コロナ禍以降、葬儀の規模の縮小や簡素化が顕著になりました。

これは全国的な傾向で、時間や費用がかかる事を施主が敬遠するなど、送り出す側の考えによるものもありますが、葬儀を行う側(僧侶)の説明不足(葬儀の意味を説明しないなど)が葬儀の簡素化に拍車をかけているという意見もあります。

葬儀が簡素化すれば、葬儀にかかる時間が減り、手間もかからないという事で、僧侶側が簡素化された葬儀を歓迎している傾向もあるようです。

私が釣月寺に戻ってきたのは2002年ですが、その当時は既に会館での葬儀が主流でした。

それまでの葬儀は自宅ないしは本堂で葬儀を行っていたので、会館での葬儀が主流になった時に多く寺院は「楽でいい」と思ったハズです。

典型的な例を挙げると、本来初七日忌は火葬後に行う法要ですが、寺院側が手間という事で初七日忌を葬儀に引き続き火葬の前に行う事は珍しい事ではないです。

故人は亡くなって七日目に三途の川を渡ると言われている事から、初七日忌法要は三途の川を無事に渡れるようにという法要である為、火葬の前に行う事はあり得ないです。

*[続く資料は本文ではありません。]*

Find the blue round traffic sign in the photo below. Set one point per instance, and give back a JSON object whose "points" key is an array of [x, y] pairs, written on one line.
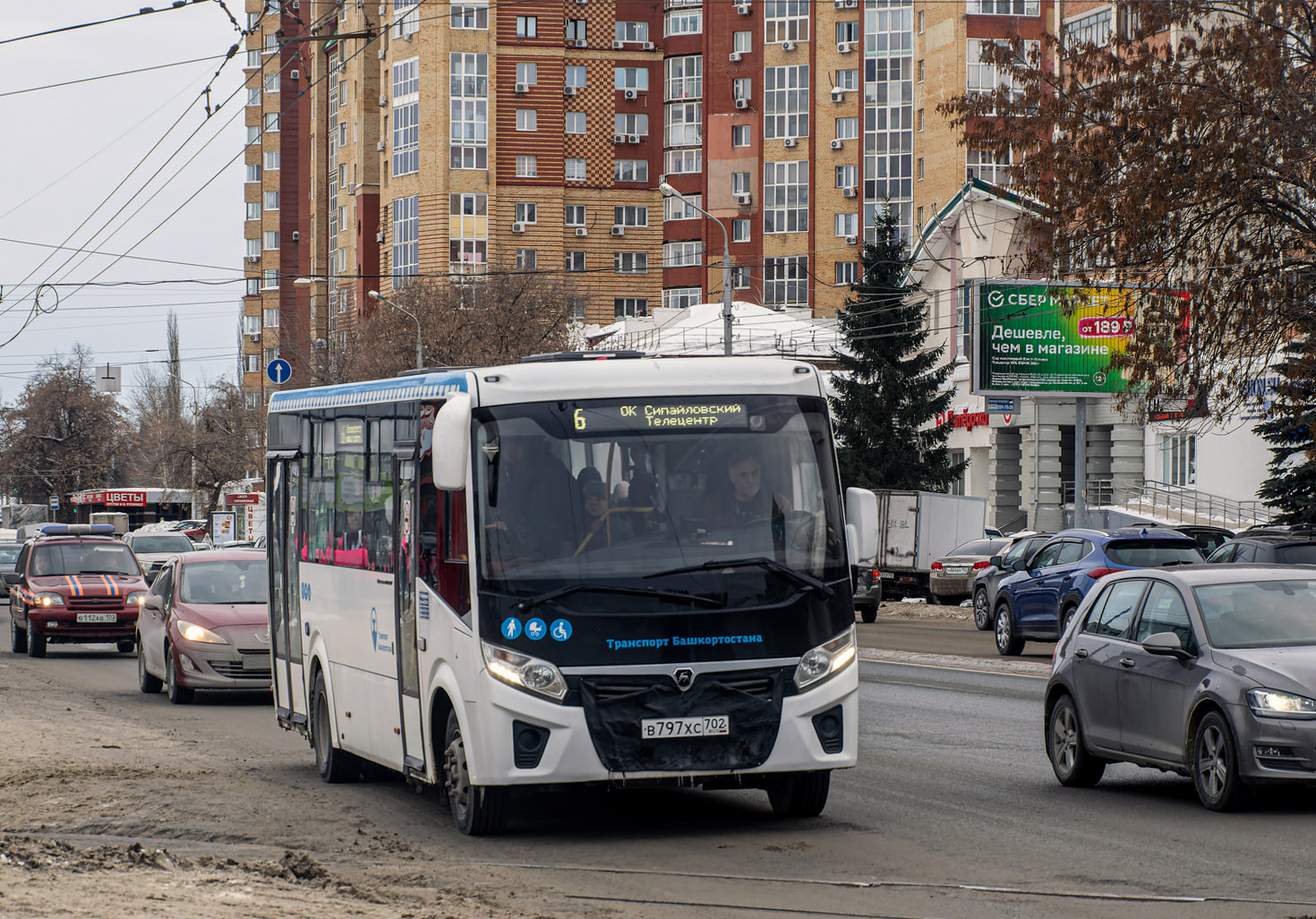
{"points": [[278, 370]]}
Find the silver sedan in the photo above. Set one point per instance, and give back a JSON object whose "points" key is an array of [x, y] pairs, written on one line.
{"points": [[1209, 671]]}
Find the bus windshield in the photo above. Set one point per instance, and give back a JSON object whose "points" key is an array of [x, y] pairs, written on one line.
{"points": [[637, 490]]}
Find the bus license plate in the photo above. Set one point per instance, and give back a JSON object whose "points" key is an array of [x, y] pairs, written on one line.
{"points": [[98, 617], [703, 726]]}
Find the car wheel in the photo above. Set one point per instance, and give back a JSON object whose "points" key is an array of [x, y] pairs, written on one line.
{"points": [[476, 809], [1070, 760], [176, 694], [335, 764], [17, 636], [799, 793], [982, 611], [1007, 643], [146, 681], [1215, 764]]}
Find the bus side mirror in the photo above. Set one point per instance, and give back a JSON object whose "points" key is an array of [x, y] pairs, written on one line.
{"points": [[861, 526], [450, 448]]}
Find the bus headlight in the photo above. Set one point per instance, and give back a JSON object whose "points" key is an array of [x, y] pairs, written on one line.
{"points": [[824, 660], [524, 672]]}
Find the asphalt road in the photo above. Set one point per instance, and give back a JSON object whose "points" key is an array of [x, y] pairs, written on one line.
{"points": [[953, 812]]}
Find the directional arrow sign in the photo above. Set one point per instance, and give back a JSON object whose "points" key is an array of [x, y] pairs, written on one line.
{"points": [[278, 371]]}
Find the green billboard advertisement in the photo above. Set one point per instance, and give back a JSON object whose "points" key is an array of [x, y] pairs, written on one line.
{"points": [[1038, 339]]}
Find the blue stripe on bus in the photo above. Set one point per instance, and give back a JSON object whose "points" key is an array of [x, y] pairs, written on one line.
{"points": [[372, 392]]}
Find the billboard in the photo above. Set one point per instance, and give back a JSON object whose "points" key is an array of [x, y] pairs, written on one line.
{"points": [[1049, 339]]}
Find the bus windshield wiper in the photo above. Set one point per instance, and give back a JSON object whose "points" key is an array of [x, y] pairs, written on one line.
{"points": [[529, 602], [775, 566]]}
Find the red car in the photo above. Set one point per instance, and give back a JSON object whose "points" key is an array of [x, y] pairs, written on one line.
{"points": [[206, 626], [74, 584]]}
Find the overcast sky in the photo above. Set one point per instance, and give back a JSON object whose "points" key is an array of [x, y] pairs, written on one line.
{"points": [[66, 150]]}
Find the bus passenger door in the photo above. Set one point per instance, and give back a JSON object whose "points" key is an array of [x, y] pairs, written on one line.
{"points": [[406, 542]]}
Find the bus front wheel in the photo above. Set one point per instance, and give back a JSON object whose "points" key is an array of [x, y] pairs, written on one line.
{"points": [[476, 809], [799, 793]]}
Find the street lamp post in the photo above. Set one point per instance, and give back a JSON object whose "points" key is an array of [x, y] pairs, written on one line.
{"points": [[375, 294], [727, 265]]}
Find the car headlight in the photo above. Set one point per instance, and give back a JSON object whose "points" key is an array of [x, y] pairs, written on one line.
{"points": [[826, 659], [1269, 703], [524, 672], [195, 633]]}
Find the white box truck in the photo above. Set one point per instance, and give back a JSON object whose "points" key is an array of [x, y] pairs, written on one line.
{"points": [[918, 527]]}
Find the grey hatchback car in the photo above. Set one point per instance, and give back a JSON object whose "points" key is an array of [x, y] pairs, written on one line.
{"points": [[1207, 671]]}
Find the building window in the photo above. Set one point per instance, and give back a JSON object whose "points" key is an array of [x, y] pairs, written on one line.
{"points": [[630, 78], [630, 170], [786, 21], [470, 14], [683, 254], [677, 208], [406, 235], [630, 263], [683, 125], [786, 282], [786, 101], [1179, 453], [685, 78], [786, 196], [1003, 8], [630, 215], [469, 89], [406, 116], [682, 297], [624, 307]]}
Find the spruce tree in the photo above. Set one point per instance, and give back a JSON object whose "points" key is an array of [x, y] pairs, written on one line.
{"points": [[1291, 431], [890, 387]]}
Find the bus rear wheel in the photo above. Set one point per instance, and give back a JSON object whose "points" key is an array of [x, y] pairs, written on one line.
{"points": [[799, 793], [476, 809]]}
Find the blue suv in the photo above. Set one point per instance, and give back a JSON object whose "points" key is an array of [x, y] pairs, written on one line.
{"points": [[1038, 600]]}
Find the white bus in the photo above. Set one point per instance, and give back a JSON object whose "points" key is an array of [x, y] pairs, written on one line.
{"points": [[568, 571]]}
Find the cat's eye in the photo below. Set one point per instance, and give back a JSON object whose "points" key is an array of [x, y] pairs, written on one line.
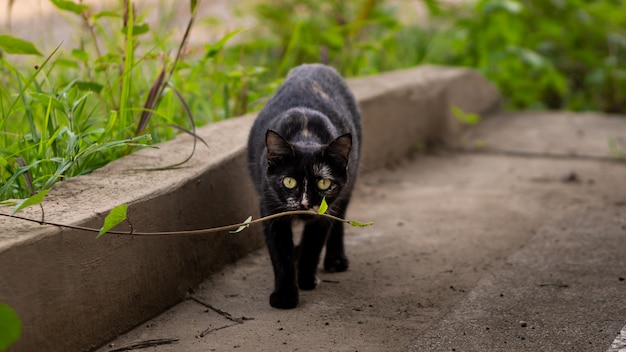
{"points": [[289, 182], [323, 184]]}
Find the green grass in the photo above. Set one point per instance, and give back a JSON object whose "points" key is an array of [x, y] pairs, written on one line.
{"points": [[124, 86]]}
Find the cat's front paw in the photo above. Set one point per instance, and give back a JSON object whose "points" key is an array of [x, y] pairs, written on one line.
{"points": [[335, 264], [308, 282], [284, 299]]}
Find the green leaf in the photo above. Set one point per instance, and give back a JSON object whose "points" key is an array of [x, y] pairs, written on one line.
{"points": [[70, 6], [12, 45], [243, 227], [464, 117], [116, 216], [79, 54], [8, 203], [67, 63], [106, 14], [360, 224], [10, 327], [32, 200], [89, 86], [323, 207]]}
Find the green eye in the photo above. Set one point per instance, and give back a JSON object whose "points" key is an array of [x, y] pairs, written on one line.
{"points": [[289, 182], [323, 184]]}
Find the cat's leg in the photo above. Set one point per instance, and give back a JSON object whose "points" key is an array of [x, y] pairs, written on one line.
{"points": [[313, 238], [336, 260], [279, 240]]}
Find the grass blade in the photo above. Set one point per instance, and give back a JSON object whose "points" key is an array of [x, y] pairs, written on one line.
{"points": [[10, 327], [30, 201]]}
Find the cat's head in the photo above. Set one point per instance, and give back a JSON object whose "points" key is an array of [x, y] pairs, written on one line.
{"points": [[300, 175]]}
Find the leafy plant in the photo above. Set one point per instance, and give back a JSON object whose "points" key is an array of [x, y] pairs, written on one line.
{"points": [[119, 214], [10, 327], [556, 54], [95, 104]]}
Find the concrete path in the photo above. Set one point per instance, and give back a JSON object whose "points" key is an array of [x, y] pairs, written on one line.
{"points": [[515, 246]]}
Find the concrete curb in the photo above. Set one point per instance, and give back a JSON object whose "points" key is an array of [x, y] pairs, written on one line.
{"points": [[73, 292]]}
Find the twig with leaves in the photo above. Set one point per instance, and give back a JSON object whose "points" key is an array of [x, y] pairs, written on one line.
{"points": [[118, 215]]}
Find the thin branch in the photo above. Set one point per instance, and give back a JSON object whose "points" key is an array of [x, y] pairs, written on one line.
{"points": [[189, 232]]}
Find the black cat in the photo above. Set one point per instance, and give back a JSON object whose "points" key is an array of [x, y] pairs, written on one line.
{"points": [[304, 146]]}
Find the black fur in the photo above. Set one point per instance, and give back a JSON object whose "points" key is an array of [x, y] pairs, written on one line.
{"points": [[308, 131]]}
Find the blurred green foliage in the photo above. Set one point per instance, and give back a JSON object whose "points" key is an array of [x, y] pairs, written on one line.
{"points": [[554, 54], [75, 111]]}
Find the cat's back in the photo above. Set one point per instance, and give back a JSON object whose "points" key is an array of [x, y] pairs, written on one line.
{"points": [[308, 87]]}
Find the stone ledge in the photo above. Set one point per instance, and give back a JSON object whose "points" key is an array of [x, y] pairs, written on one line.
{"points": [[74, 292]]}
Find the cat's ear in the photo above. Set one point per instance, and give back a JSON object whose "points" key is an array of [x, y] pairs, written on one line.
{"points": [[277, 147], [340, 148]]}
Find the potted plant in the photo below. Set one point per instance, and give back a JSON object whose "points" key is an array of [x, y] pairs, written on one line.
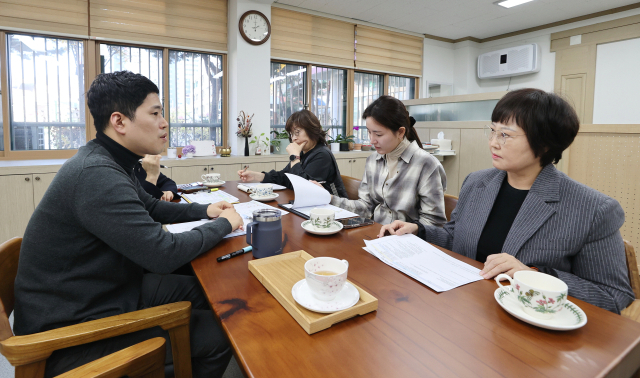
{"points": [[280, 141], [188, 151], [258, 140]]}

本来葬儀は寺院主導で行うので、寺院側がキチンと説明をしなくてはならないのですが、残念な事に多くの寺院において、初七日忌は火葬の前に行う事が一般化しています。

2025年1月に実施した「葬送儀礼の実態に関する調査」で、「葬儀はどのような場か?」という問いに、「残された人が故人にお別れを言う場」78,7%、「悲しみを和らげる場」73,9%、

「残された人が死の現実を受け入れる場」70,1%という様に、グリーフケアとしての意味合いがあるという答えがある一方、「故人に引導を渡すなどして宗教的意味付けをする場」という回答が82,8%ありました。

釣月寺では昨年の秋頃から、通夜・葬儀の意味を少しでも理解していただきたいという事から、通夜・葬儀の式次第を作成し、少しでも葬儀の内容を知っていただくという試みをしています。